Polling by NPR finds that while rural Americans are mostly satisfied with life, there is a strong undercurrent of financial insecurity that can create very serious problems for many people living in rural communities.
The findings come from two surveys NPR has done with the Robert Wood Johnson Foundation and the Harvard T.H. Chan School of Public Health on day-to-day life and health in rural America.
After a major poll we did last fall found that a majority (55%) of rural Americans rate their local economy as only fair or poor, we undertook a second survey early this year to find out more about economic insecurity and health. The poll looked beyond the known factors of job loss and the decades-long flight of young people to more urban areas.

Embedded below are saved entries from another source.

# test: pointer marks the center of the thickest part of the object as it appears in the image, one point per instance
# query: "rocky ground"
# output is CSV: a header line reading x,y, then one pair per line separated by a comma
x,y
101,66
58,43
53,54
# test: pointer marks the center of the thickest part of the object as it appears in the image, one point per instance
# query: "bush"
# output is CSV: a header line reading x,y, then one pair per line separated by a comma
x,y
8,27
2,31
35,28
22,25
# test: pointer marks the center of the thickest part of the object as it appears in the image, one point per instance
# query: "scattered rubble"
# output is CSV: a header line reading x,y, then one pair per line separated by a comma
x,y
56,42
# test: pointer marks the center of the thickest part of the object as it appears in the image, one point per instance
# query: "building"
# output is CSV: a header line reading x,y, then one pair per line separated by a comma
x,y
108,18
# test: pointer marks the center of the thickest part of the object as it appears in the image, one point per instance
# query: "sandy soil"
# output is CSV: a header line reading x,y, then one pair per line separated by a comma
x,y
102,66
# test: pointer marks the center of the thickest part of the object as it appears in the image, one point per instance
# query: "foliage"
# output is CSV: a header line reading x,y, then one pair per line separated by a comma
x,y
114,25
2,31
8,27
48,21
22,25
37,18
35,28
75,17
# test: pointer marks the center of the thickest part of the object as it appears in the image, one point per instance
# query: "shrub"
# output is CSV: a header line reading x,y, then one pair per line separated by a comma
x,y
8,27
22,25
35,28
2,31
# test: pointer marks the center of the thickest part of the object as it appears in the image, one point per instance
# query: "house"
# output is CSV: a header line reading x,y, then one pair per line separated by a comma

Several findings stand out: A substantial number (40%) of rural Americans struggle with routine medical bills, food and housing. And about half (49%) say they could not afford to pay an unexpected $1,000 expense of any type.
Access to health care
One-quarter of respondents (26%) said they have not been able to get health care when they needed it at some point in recent years. That's despite the fact that nearly 9 in 10 (87%) have health insurance of some sort — a level of coverage that is higher now than a decade ago, in large part owing to the Affordable Care Act and the expansion of Medicaid in many states.
"At a time when we thought we had made major progress in reducing barriers to needed health care, the fact that 1 in 4 still face these barriers is an issue of national concern," says Robert J. Blendon, co-director of the survey and professor of health policy and political analysis at the Harvard T.H. Chan School of Public Health. "Either it is still not affordable for them or the insurance they have doesn't work — or they can't get care from the health providers that are in their community."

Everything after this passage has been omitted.